Watching the Molecular Dance of an ALS Protein

U of T researchers have looked into the biophysics of ALS, the incurable disease that paralyzes and then suffocates its victims.  Professor Lewis Kay was able to watch how a  key enzyme implicated in the disease is able to change its shape with time, providing insight into what may go wrong, leading to the development of ALS.

The enzyme SOD1 is important for detoxifying harmful chemicals generated by the cell as part of its normal activity. About 20 percent of ALS sufferers who have an inherited form of the disease have mutations in this crucial enzyme. The mutation has always puzzled researchers because the enzyme itself is normally strong and stable. It’s made up of two copies of a single protein, and when the protein is fully mature, it gives the enzyme its stability. However, immature copies of the protein are weaker, and often fold into the wrong shape, clumping together in ways that could lead to ALS.

Scientists have known little about how these immature proteins misfold because they lacked the tools to watch the process. But Kay, a biophysicist, has spent his career merging time and space to study how individual biomolecules  are able to change their shapes — and thus their functions.

“We’ve had powerful cameras for many years, but they capture a snapshot,” says Kay, a Professor in the departments of Biochemistry, Molecular Genetics and Chemistry. “Until recently, there hasn’t been the technology to determine the many different conformations that these very important players in the cell can assume —sort of their molecular dance if you like. Molecules change their shapes in reaction to the environment. How do we capture that change? It may be very transient and may involve a very small fraction of the molecules, but it could be very important.”

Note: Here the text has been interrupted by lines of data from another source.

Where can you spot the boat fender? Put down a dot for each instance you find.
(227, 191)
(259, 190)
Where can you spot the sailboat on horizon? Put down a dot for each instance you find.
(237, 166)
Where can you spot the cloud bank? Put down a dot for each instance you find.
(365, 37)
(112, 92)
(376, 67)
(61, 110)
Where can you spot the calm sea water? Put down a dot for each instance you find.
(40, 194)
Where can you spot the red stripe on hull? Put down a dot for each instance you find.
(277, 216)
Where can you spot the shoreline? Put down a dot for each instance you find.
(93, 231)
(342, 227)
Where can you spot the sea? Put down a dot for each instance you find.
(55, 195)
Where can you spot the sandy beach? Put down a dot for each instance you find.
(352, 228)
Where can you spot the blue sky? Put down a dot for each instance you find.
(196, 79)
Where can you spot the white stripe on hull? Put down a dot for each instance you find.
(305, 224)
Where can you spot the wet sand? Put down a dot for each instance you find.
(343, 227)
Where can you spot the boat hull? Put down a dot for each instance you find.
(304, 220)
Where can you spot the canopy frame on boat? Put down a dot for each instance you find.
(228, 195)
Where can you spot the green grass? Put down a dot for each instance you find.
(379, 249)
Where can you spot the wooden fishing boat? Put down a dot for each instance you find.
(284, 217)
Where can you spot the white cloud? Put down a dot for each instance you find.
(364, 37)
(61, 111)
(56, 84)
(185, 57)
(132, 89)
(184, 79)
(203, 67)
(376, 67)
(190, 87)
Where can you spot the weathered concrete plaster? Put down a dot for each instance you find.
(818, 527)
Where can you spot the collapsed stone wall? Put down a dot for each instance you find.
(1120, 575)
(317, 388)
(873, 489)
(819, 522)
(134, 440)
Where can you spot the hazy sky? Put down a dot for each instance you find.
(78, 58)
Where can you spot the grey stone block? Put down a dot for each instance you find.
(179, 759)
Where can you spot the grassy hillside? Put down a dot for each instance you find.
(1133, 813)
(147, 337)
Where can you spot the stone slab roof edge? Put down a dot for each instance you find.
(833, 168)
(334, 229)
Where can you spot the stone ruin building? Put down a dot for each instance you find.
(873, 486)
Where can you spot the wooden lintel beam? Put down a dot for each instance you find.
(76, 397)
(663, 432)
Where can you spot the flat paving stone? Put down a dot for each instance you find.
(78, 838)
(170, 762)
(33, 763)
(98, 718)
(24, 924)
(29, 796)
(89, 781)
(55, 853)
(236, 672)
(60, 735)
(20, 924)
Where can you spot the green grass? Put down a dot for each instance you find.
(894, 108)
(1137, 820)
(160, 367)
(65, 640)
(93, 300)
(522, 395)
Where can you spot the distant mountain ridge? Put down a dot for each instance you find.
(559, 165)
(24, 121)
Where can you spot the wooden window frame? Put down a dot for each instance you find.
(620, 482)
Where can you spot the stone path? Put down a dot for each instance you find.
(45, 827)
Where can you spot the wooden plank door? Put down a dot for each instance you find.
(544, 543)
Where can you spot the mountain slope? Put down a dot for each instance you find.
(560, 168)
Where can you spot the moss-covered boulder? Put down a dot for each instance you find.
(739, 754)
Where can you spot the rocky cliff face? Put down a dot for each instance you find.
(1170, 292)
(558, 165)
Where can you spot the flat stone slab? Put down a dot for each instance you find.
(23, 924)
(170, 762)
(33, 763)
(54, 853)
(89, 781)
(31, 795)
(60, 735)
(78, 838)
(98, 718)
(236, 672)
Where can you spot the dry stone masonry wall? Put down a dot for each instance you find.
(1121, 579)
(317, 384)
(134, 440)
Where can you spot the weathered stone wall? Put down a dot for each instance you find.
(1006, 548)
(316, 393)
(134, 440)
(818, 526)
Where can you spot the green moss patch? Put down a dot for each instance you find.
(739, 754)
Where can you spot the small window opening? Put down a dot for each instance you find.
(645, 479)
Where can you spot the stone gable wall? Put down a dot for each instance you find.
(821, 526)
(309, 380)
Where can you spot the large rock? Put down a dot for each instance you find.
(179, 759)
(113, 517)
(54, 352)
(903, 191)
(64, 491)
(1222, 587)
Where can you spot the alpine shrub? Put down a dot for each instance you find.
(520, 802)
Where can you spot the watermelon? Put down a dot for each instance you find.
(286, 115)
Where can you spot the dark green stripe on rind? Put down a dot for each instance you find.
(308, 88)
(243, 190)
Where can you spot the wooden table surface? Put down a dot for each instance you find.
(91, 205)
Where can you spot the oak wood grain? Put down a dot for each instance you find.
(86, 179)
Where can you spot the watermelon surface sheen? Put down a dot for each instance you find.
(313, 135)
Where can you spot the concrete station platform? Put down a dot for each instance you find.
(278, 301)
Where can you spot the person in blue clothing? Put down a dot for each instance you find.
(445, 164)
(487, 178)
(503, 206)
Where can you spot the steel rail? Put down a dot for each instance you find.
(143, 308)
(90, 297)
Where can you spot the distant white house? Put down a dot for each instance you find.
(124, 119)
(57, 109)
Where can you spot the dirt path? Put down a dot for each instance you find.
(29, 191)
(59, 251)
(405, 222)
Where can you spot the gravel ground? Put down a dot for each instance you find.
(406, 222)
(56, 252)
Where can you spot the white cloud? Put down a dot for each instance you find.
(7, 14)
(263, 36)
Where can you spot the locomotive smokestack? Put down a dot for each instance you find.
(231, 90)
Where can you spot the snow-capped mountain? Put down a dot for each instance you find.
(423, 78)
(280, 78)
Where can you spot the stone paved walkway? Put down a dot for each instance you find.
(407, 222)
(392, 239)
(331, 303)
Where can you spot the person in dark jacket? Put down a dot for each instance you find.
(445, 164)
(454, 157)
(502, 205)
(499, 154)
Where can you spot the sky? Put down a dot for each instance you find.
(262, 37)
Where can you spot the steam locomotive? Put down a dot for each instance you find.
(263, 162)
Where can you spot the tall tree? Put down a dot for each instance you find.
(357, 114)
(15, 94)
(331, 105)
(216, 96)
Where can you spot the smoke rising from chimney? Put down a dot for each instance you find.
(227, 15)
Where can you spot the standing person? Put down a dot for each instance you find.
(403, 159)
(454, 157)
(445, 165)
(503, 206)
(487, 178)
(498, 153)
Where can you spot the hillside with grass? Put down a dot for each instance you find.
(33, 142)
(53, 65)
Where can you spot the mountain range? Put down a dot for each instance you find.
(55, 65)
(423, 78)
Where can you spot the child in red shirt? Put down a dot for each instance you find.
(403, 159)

He and his team used nuclear magnetic resonance spectroscopy to study how immature proteins in the SOD1 enzyme change their shapes in their efforts to grow up. What he saw could possibly be the very molecular beginnings of a form of ALS.

The baby proteins shifted from their default forms into four different shapes. Two of those shapes were similar to the same forms as the adult protein, which are too stable to cause disease. But the other two forms showed protein molecules interacting in strange ways. The shapes may resemble the same misfolded SOD1 proteins that are implicated in ALS.

Next, Kay and his team of biophysicists created 3D models of the proteins. The models allowed them to pinpoint regions of the protein where the bizarre behavior was happening. One day, Kay hopes scientists can target these areas with drugs to stop the formation of toxic versions of SOD1   and block the chain of events that leads to ALS.

“From those different structures we could postulate how even longer and bigger structures could form” says Kay. “We now have models and this is the first step in the rational design of therapies.”

The results of Kay’s research were published online in the journal eLife on June 23, 2015.